Parkir Gratis Alfamart Indomaret di Pekanbaru, Komisi II: PAD Jangan Turun!

datariau.com
804 view
Parkir Gratis Alfamart Indomaret di Pekanbaru, Komisi II: PAD Jangan Turun!
Ketua Komisi II DPRD Kota Pekanbaru, Zainal Arifin SE MH.

PEKANBARU, datariau.com - Ketua Komisi II DPRD Kota Pekanbaru Zainal Arifin SE MH menilai kebijakan Pemerintah Kota (Pemko) Pekanbaru menggratiskan parkir di ritel modern Alfamart dan Indomaret per 1 Januari 2026 merupakan salah satu bentuk keberpihakan kepada masyarakat.

Menurutnya, kebijakan tersebut memberi kemudahan bagi warga yang ingin berbelanja kebutuhan sehari-hari di pusat perbelanjaan modern.

“Ini kan salah satu bentuk keberpihakan Wali Kota terhadap masyarakat yang ingin berbelanja kebutuhan modern disana (Alfamart Indomaret),” kata Zainal, Senin (5/1/2026).

Meski demikian, Zainal menegaskan bahwa kebijakan tersebut tidak boleh berdampak pada penurunan Pendapatan Asli Daerah (PAD). Ia menilai, meskipun pungutan parkir tidak lagi dilakukan secara langsung, potensi masih bisa dialihkan dalam bentuk lain yang telah diatur oleh pemerintah daerah.

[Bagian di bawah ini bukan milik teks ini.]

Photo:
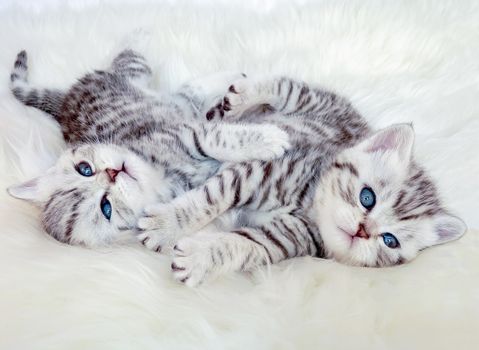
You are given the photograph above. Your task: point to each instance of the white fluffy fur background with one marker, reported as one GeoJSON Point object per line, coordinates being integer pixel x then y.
{"type": "Point", "coordinates": [398, 61]}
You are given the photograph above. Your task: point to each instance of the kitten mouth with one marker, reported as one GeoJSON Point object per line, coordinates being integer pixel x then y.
{"type": "Point", "coordinates": [349, 236]}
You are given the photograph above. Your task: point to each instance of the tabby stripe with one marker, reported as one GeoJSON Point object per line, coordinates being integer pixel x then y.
{"type": "Point", "coordinates": [288, 95]}
{"type": "Point", "coordinates": [302, 194]}
{"type": "Point", "coordinates": [208, 196]}
{"type": "Point", "coordinates": [198, 146]}
{"type": "Point", "coordinates": [289, 235]}
{"type": "Point", "coordinates": [265, 197]}
{"type": "Point", "coordinates": [266, 172]}
{"type": "Point", "coordinates": [236, 183]}
{"type": "Point", "coordinates": [249, 170]}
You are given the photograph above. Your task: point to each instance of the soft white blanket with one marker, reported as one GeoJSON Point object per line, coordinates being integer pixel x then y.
{"type": "Point", "coordinates": [397, 60]}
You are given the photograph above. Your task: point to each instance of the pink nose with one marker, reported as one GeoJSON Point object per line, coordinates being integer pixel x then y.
{"type": "Point", "coordinates": [112, 173]}
{"type": "Point", "coordinates": [362, 232]}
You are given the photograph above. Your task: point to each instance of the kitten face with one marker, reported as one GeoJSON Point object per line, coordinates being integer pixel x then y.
{"type": "Point", "coordinates": [376, 207]}
{"type": "Point", "coordinates": [93, 194]}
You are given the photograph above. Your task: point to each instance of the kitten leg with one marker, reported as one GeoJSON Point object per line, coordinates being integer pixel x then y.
{"type": "Point", "coordinates": [283, 95]}
{"type": "Point", "coordinates": [132, 66]}
{"type": "Point", "coordinates": [204, 92]}
{"type": "Point", "coordinates": [234, 142]}
{"type": "Point", "coordinates": [206, 255]}
{"type": "Point", "coordinates": [190, 212]}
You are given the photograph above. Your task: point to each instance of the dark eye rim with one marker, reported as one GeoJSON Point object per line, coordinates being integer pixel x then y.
{"type": "Point", "coordinates": [395, 238]}
{"type": "Point", "coordinates": [77, 168]}
{"type": "Point", "coordinates": [104, 199]}
{"type": "Point", "coordinates": [370, 207]}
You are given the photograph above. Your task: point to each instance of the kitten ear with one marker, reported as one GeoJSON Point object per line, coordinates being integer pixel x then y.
{"type": "Point", "coordinates": [448, 228]}
{"type": "Point", "coordinates": [398, 138]}
{"type": "Point", "coordinates": [29, 191]}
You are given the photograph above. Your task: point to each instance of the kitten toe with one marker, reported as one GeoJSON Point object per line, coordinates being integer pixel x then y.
{"type": "Point", "coordinates": [190, 266]}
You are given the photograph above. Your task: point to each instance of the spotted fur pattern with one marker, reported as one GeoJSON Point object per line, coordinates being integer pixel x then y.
{"type": "Point", "coordinates": [306, 202]}
{"type": "Point", "coordinates": [158, 144]}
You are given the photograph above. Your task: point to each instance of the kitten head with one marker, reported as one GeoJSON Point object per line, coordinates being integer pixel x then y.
{"type": "Point", "coordinates": [93, 194]}
{"type": "Point", "coordinates": [377, 207]}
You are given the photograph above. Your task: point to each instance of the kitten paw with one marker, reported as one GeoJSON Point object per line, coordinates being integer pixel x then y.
{"type": "Point", "coordinates": [157, 229]}
{"type": "Point", "coordinates": [193, 262]}
{"type": "Point", "coordinates": [241, 96]}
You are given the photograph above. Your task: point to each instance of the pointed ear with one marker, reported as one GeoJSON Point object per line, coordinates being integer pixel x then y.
{"type": "Point", "coordinates": [398, 138]}
{"type": "Point", "coordinates": [448, 228]}
{"type": "Point", "coordinates": [29, 191]}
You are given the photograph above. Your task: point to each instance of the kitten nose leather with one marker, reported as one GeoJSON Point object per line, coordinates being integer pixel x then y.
{"type": "Point", "coordinates": [362, 232]}
{"type": "Point", "coordinates": [112, 173]}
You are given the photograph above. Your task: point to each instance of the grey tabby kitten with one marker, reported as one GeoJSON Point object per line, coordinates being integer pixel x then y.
{"type": "Point", "coordinates": [129, 147]}
{"type": "Point", "coordinates": [342, 192]}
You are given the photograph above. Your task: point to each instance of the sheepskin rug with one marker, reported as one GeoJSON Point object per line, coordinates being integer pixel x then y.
{"type": "Point", "coordinates": [398, 61]}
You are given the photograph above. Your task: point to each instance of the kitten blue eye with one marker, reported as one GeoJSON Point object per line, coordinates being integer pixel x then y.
{"type": "Point", "coordinates": [367, 198]}
{"type": "Point", "coordinates": [84, 169]}
{"type": "Point", "coordinates": [105, 206]}
{"type": "Point", "coordinates": [390, 241]}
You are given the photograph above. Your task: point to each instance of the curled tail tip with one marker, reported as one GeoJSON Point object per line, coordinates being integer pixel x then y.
{"type": "Point", "coordinates": [20, 68]}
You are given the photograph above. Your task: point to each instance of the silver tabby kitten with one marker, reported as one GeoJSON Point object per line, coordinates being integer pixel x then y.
{"type": "Point", "coordinates": [342, 191]}
{"type": "Point", "coordinates": [129, 147]}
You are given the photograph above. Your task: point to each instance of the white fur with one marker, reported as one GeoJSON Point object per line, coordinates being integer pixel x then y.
{"type": "Point", "coordinates": [398, 61]}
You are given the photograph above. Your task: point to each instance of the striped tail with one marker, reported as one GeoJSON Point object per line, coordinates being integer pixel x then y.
{"type": "Point", "coordinates": [47, 100]}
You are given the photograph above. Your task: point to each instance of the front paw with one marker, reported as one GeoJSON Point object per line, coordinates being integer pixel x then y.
{"type": "Point", "coordinates": [237, 100]}
{"type": "Point", "coordinates": [157, 229]}
{"type": "Point", "coordinates": [192, 263]}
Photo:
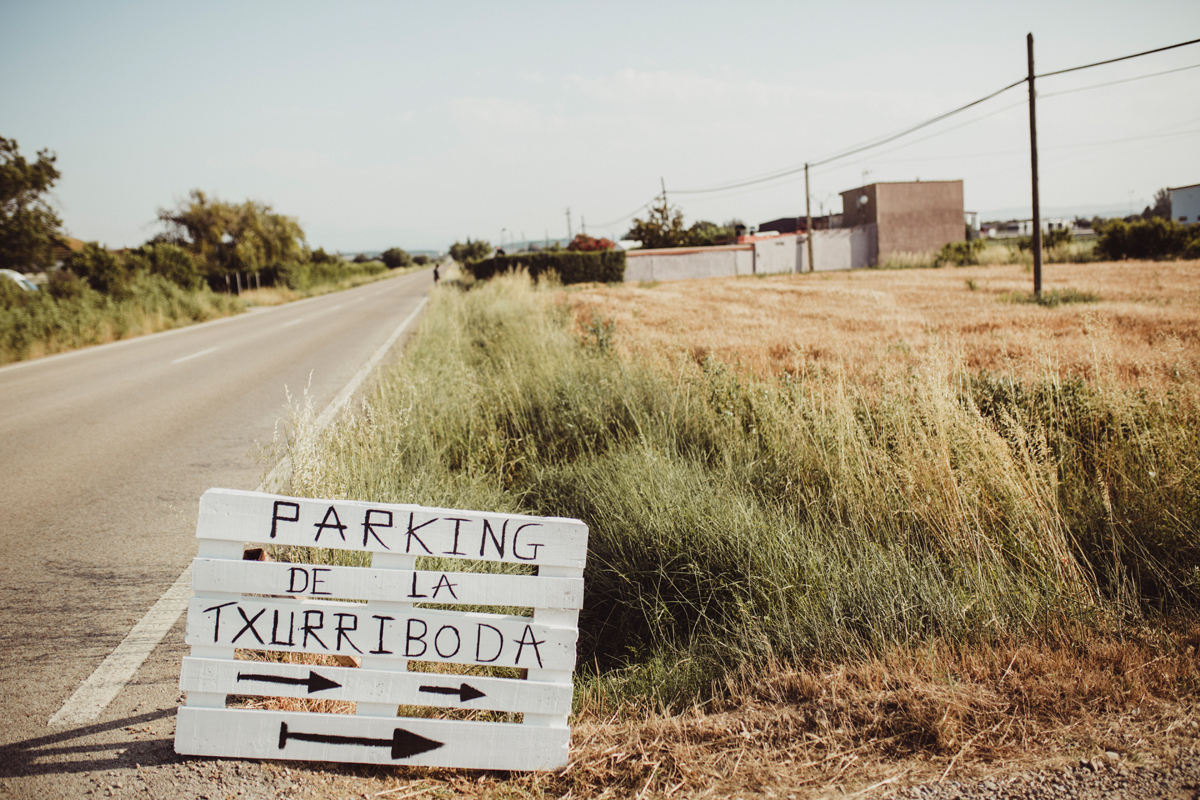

“Tentu saja kita tidak ingin adanya pengurangan PAD. Mungkin tidak dipungut dalam bentuk retribusi parkir, tetapi bisa dialihkan dalam bentuk lain. Pajak itu kan jelas diatur, hanya saja kita belum tahu berapa besaran yang ditetapkan untuk satu ritel,” ujarnya.

Zainal mengakui hingga saat ini Komisi II DPRD belum menerima informasi detail terkait besaran pajak yang dikenakan pada masing-masing gerai ritel modern. Oleh karena itu, pihaknya merasa perlu mengetahui secara pasti angka yang ditetapkan pemerintah agar kebijakan tersebut dapat dievaluasi secara objektif.

“Makanya kita kan belum tahu nih besarannya berapa yang dicarikan. Tapi kalau kita analisa, justru kebijakan ini bisa menghilangkan kebocoran, terutama di zona dua dan zona tiga parkir,” jelasnya.

Ia juga membandingkan dengan pengelolaan parkir di zona satu yang telah memiliki kontrak kerja sama dengan pihak ketiga, yakni PT Yabisa Sukses Mandiri, sehingga nilai pendapatannya lebih jelas dan terukur.

Politisi Gerindra ini mendorong agar Badan Pendapatan Daerah (Bapenda) Pekanbaru dapat lebih proaktif dalam menggali potensi wajib pajak (WP) baru yang terus bermunculan, khususnya di sektor ritel modern.

“Seharusnya ada tingkatan, karena potensi-potensi WP baru itu kan banyak bermunculan. Tinggal tergantung pihak Dispenda, dalam hal ini Bapenda, apakah bisa mengambil inisiatif untuk meraih WP baru yang ada di Pekanbaru,” tegasnya.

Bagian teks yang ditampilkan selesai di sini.